Rodney's eye widened. "A space station…bigger than the moon? How did it keep from collapsing under its own gravitational field?"
"Well, for one, the races that built it had long since mastered gravitational manipulation, so that wasn't too much of an issue. But they also had to keep the whole thing together during sublight acceleration maneuvers, and they did that by making it out of materials that are sturdier than you likely realize is even possible, and energizing those materials in…unique ways that increased their structural integrity even further. I actually thought those energy fields were magical in nature, at first, because a similar phenomenon is possible with magic, but it turned out they were purely technological."
"That's just…"
"Amazing, yes. And yet it still pales in comparison to this," Harry said, indicating the potentia. "Honestly, it's pretty humbling. All that power, and yet you could fit it in a bloody purse."
...
Several minutes earlier
Sheppard looked around nervously. Ever since Harry's disappearing act, the Colonel overseeing the marines had kept all of the men on high alert, even though Harry was a known ally and almost definitely not still in the room. Sheppard could already tell that he wouldn't get along with the man, which didn't bode well for their time together in Atlantis. Hopefully there would at least be someone in the chain of command he could see eye to eye with; otherwise this assignment was liable to end in the same bureaucratic fashion as his time in Afghanistan.
He was distracted from his thoughts when one of the doors to the room opened and General O'Neill walked in, followed by Dr. Weir.

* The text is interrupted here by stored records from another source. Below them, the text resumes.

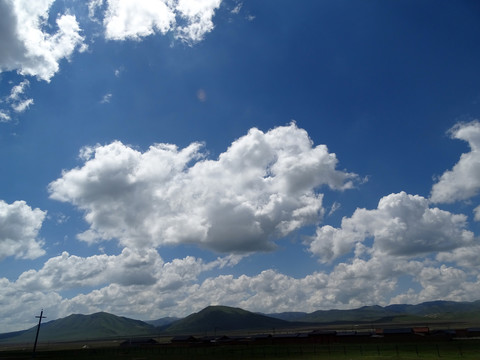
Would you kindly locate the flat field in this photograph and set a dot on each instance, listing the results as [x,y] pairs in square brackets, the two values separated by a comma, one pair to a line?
[461,350]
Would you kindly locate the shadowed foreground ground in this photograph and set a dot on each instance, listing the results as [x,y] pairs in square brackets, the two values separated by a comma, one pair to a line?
[464,350]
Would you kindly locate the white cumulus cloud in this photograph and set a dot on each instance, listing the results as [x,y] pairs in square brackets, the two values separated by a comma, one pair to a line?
[463,181]
[19,227]
[189,20]
[262,188]
[26,47]
[402,225]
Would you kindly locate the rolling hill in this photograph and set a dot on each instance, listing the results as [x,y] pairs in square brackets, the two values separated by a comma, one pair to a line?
[224,318]
[221,319]
[428,311]
[84,327]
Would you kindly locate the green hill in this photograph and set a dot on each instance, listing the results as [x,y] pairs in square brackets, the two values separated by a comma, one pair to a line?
[84,327]
[223,318]
[428,311]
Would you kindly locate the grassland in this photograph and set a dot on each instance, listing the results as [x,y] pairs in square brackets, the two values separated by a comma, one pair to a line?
[452,350]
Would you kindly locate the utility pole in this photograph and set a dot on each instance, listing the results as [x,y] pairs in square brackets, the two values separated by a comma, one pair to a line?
[38,330]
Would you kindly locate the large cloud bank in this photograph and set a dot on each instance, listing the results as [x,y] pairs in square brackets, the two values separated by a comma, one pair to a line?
[402,225]
[189,20]
[262,188]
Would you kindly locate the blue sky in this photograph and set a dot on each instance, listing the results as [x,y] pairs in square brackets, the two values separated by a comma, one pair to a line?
[161,157]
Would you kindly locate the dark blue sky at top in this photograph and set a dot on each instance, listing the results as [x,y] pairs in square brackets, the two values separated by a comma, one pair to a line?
[378,82]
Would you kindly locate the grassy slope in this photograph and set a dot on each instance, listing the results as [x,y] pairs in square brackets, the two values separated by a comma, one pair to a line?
[83,327]
[223,318]
[435,310]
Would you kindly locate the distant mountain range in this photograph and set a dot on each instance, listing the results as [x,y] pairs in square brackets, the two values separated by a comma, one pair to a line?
[221,319]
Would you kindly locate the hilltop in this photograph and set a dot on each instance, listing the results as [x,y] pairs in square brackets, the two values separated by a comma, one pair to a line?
[221,319]
[84,327]
[224,318]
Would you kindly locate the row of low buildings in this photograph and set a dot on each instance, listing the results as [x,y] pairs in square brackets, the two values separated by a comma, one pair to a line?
[324,337]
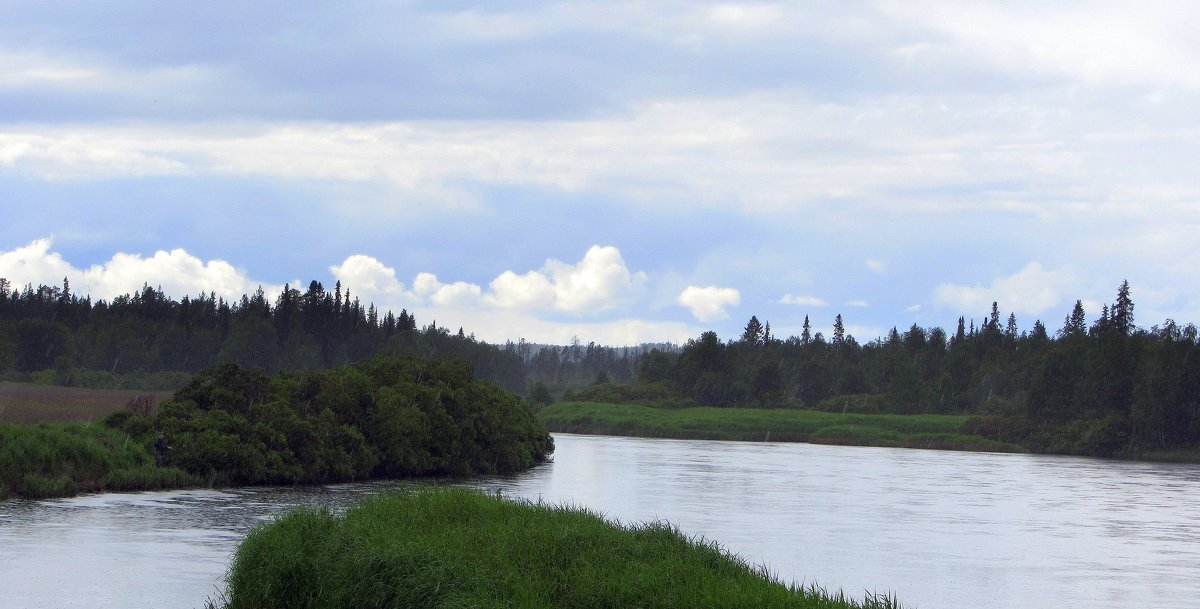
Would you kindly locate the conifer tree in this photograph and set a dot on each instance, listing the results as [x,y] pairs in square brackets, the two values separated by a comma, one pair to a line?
[839,332]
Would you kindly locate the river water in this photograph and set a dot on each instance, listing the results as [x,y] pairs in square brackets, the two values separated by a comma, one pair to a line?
[939,530]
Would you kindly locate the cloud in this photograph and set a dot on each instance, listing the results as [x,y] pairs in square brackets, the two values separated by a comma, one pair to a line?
[597,283]
[457,294]
[1110,43]
[708,303]
[600,282]
[804,301]
[371,278]
[1032,290]
[178,272]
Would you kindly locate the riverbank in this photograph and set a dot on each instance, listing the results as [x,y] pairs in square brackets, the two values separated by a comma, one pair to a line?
[383,417]
[941,432]
[462,548]
[63,459]
[33,403]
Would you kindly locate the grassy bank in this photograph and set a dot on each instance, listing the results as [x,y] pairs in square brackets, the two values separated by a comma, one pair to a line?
[61,459]
[30,403]
[384,417]
[767,424]
[461,548]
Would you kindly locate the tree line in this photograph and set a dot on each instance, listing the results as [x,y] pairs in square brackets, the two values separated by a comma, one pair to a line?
[147,339]
[1101,389]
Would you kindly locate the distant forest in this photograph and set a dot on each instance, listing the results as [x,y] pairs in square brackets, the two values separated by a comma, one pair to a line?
[1131,385]
[149,341]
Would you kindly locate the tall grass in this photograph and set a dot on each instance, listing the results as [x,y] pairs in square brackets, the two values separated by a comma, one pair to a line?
[451,548]
[61,459]
[767,424]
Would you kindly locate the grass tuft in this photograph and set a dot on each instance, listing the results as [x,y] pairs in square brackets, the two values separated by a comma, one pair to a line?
[461,548]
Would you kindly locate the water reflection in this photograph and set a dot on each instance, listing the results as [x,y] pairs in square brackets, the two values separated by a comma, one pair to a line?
[939,529]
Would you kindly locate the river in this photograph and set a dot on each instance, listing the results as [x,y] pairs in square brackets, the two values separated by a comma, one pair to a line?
[939,530]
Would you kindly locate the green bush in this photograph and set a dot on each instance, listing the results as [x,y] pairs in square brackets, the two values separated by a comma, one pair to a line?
[439,548]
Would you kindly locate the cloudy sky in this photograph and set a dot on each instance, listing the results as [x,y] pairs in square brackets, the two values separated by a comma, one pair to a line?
[624,172]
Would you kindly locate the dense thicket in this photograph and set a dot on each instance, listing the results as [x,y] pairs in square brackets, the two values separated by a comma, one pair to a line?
[381,417]
[144,339]
[1107,389]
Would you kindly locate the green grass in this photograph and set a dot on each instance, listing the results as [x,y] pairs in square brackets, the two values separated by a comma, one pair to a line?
[456,548]
[767,424]
[61,459]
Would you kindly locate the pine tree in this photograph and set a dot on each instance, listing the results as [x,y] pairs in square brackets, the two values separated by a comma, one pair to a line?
[753,333]
[1075,323]
[1122,311]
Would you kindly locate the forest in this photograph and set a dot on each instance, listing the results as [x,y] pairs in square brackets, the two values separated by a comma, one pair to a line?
[1109,387]
[149,341]
[381,417]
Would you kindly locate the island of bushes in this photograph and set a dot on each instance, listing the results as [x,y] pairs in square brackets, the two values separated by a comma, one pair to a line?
[451,547]
[381,417]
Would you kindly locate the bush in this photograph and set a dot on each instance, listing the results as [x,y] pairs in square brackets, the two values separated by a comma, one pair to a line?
[461,548]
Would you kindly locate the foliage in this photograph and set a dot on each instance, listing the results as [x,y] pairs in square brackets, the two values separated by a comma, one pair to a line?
[381,417]
[57,459]
[461,548]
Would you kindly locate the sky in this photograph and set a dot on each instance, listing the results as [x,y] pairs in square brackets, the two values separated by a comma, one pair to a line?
[616,172]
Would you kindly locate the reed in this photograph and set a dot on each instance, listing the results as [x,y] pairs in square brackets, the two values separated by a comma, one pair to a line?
[445,547]
[61,459]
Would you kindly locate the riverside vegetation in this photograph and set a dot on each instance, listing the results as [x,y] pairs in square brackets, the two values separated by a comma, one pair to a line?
[379,417]
[1108,389]
[462,548]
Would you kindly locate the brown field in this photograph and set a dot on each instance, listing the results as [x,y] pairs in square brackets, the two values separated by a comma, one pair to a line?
[27,403]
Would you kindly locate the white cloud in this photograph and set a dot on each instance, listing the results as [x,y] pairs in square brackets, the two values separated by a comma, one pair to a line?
[801,300]
[529,290]
[369,277]
[708,303]
[1107,43]
[457,294]
[598,283]
[178,272]
[1031,290]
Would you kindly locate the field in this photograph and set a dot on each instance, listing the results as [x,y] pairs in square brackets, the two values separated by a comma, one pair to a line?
[461,548]
[28,403]
[767,424]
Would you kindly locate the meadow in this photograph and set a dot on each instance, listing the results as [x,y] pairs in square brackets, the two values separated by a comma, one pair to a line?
[34,403]
[942,432]
[445,547]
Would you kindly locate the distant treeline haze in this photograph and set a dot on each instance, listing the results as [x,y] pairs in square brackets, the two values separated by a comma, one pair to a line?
[1137,387]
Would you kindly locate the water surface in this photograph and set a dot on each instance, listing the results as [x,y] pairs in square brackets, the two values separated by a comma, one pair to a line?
[937,529]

"At ease, men," the general said before the colonel could bark any orders, "our resident wizard was just being mischievous. I've had a talk with him about it, but he brought up some points of his own that need to be addressed." He looked around at the marines, then turned to the colonel. "This isn't the whole Atlantis contingent, is it?"
"No, sir."
"Call them in then, Colonel. We need to have a talk about how things are going to work in Atlantis."
"Sir?" the colonel asked.
The general waved a hand, dismissing the implied question. "I'll give you a full briefing later, Colonel, and it's best that we wait for the rest of your men to get here so that I don't have to repeat myself."
Well that was interesting. Sheppard was definitely starting to like General O'Neill a lot more than he liked the marine colonel. If he had a problem, maybe he'd be able to appeal up the chain of command.

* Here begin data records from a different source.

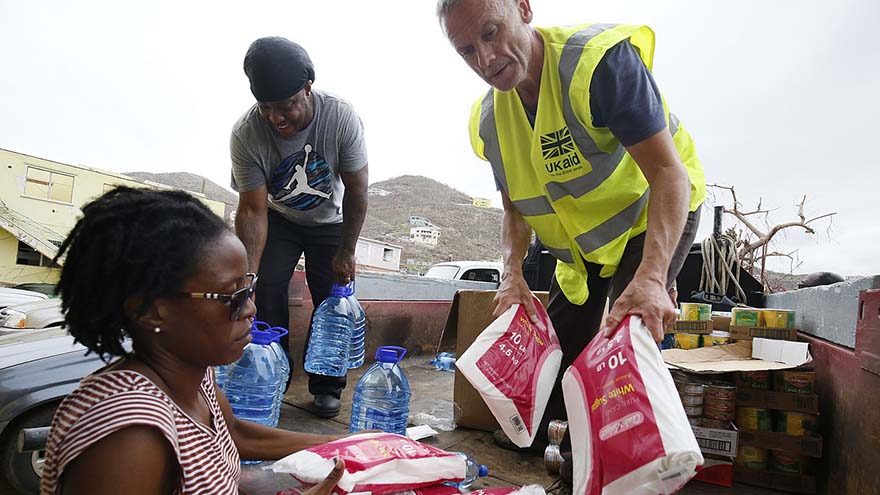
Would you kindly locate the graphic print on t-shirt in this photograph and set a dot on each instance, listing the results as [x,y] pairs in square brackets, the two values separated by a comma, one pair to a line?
[301,181]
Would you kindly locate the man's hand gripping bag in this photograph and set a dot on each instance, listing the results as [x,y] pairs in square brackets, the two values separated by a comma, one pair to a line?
[513,364]
[629,432]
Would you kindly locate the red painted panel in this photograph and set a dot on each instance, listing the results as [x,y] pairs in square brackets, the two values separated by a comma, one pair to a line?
[868,331]
[850,420]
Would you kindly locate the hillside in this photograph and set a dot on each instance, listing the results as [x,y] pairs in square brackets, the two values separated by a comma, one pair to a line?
[191,182]
[468,232]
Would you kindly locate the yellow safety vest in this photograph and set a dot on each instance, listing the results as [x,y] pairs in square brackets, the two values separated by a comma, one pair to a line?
[574,183]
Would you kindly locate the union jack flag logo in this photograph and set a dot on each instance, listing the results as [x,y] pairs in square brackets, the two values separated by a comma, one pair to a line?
[556,144]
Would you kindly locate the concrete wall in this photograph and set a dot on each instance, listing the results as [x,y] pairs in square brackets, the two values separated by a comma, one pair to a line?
[57,216]
[828,312]
[400,287]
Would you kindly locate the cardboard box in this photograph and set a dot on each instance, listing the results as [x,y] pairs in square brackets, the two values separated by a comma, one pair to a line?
[780,401]
[748,333]
[697,327]
[755,355]
[720,322]
[470,314]
[794,483]
[806,446]
[717,472]
[716,441]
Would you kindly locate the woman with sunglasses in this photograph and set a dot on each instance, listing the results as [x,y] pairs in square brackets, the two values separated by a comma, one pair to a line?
[160,268]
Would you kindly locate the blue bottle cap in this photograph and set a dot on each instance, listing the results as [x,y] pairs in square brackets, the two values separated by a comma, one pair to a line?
[262,337]
[342,291]
[390,354]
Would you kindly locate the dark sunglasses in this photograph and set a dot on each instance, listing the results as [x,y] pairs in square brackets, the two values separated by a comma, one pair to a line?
[236,300]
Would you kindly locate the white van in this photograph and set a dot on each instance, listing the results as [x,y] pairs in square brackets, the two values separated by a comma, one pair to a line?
[474,271]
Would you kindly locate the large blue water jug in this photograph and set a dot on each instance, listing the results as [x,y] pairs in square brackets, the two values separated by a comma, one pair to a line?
[381,396]
[358,334]
[330,342]
[472,472]
[252,381]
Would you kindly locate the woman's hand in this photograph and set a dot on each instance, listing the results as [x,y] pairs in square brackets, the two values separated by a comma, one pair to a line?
[326,487]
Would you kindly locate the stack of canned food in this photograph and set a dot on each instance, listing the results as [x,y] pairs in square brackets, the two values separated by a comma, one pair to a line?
[767,318]
[709,403]
[552,455]
[790,423]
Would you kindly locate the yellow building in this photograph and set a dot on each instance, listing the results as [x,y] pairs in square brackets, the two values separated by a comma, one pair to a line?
[39,204]
[481,202]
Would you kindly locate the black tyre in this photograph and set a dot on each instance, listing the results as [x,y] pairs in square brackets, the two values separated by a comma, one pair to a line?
[22,471]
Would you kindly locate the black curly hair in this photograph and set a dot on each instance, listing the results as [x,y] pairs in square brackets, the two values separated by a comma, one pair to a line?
[129,242]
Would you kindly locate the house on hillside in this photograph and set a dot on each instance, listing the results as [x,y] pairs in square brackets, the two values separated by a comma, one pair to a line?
[377,255]
[428,236]
[481,202]
[40,202]
[421,222]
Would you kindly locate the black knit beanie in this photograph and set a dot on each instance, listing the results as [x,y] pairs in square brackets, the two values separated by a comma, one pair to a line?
[277,68]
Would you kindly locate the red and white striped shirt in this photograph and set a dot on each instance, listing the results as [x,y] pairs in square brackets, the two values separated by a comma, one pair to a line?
[107,402]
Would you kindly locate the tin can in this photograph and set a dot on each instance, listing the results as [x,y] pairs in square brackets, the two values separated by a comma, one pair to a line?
[717,404]
[693,388]
[687,341]
[721,390]
[696,311]
[693,410]
[714,423]
[552,459]
[716,338]
[777,318]
[753,418]
[798,382]
[719,414]
[745,317]
[556,431]
[752,457]
[783,462]
[796,424]
[756,380]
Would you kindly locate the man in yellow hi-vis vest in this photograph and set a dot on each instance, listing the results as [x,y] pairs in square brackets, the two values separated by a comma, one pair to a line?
[579,138]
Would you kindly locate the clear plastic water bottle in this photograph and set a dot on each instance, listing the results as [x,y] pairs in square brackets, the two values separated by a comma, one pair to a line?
[381,396]
[332,325]
[358,334]
[252,381]
[473,472]
[445,361]
[283,370]
[220,376]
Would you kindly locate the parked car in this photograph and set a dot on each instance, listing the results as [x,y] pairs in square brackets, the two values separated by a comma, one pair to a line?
[42,288]
[10,296]
[36,314]
[38,368]
[475,271]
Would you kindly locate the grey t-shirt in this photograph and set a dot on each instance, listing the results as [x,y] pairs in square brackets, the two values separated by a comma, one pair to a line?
[301,173]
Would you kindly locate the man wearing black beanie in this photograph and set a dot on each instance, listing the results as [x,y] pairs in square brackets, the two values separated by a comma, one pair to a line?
[299,164]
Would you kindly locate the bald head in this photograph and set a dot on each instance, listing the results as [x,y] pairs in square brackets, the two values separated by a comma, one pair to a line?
[494,38]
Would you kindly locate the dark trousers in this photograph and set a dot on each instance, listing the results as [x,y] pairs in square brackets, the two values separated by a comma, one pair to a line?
[285,243]
[576,325]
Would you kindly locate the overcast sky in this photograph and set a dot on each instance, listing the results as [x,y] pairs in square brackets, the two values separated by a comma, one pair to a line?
[780,96]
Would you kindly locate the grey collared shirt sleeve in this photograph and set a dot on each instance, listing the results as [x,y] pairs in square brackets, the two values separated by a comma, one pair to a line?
[352,143]
[247,174]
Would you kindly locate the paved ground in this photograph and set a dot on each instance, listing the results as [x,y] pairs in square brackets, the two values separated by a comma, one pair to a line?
[432,398]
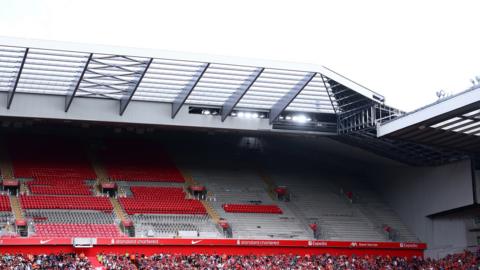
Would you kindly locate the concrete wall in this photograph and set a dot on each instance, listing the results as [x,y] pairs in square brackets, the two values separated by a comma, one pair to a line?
[415,193]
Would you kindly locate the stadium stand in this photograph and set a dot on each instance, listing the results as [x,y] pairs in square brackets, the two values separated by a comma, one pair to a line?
[252,208]
[461,261]
[160,200]
[70,217]
[45,261]
[111,261]
[231,185]
[154,165]
[66,202]
[77,230]
[5,203]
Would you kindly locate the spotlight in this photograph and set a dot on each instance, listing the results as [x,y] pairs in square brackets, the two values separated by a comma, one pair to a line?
[300,118]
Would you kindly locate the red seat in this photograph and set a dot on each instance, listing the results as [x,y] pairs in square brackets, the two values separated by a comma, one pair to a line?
[161,200]
[66,202]
[77,230]
[252,208]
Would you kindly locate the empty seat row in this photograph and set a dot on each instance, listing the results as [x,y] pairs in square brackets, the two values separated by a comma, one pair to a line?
[77,230]
[66,202]
[252,208]
[153,166]
[61,190]
[5,203]
[70,216]
[156,192]
[140,205]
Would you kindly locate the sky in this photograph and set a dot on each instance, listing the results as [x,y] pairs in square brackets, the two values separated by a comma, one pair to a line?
[405,50]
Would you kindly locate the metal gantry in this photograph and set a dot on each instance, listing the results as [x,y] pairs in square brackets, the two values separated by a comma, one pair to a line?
[74,74]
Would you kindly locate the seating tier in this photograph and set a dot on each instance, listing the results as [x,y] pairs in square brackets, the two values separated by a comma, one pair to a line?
[77,230]
[5,203]
[66,202]
[252,208]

Before long, the rest of the marines arrived, and the general walked up the ramp leading to the gate before turning to address them. Dr. Weir went with him, which struck Sheppard as odd, but he wasn't going to say anything.
"All right fellas, let's make one thing clear," the general began. "I'm your ultimate commanding officer on this assignment, technically. But you've all been on long distance assignments before, so you know that in reality, you'll be answering to someone much closer to home. You probably expected that someone to be Colonel Sumner here." He gestured to the colonel, who didn't look pleased at the implication that he wouldn't be in command. "To a certain extent, you're right about that, Colonel Sumner will have command over all military operations you undergo. But, and this is an important but, Dr. Weir is going to be in charge of this expedition. You are a security force sent to escort a scientific mission, do you understand?"
"SIR, YES SIR!" the men all shouted in unison. Even Sheppard joined in. General O'Neill knew how to make his point, even if he was almost unbelievably casual about it.
"Good," the general said. "Now, since Dr. Weir is going to be the one who has the authority to tell you when you are and are not needed, we've decided it's best that she say a few words of her own, to make sure that there are no misconceptions down the line." He stepped back, ceding the floor to Dr. Weir.
"Thank you, General," she said, before turning to face the men. She paused for a moment, seeming to consider her words before opening her speech. "I understand that the military, no matter which branch, has a rather negative opinion of civilian oversight. I dealt with exactly this issue during my brief stint in command of this very facility, so I certainly understand the objections many of you are surely thinking right now. But let me make one thing clear. This whole expedition, yourselves included, is representing both the governments supporting it and the planet as a whole, whether you realize it or not. A military presence is being sent primarily as a precautionary measure, and I expect you all to act accordingly. We cannot afford to have the first glimpse of humanity that an alien power sees be hostile military action. There are indeed races out among the stars who would attack us either way, such as the Goa'uld, but we shouldn't take behavior like that for granted. I will not hesitate to authorize the use of force if we meet races like that, but you must also understand that, as a diplomat, my duty is to ensure that we, the emissaries of humanity, don't get caught up in an unnecessary war against yet another alien power we have very little hope of defeating." Dr. Weir paused, letting that sink in.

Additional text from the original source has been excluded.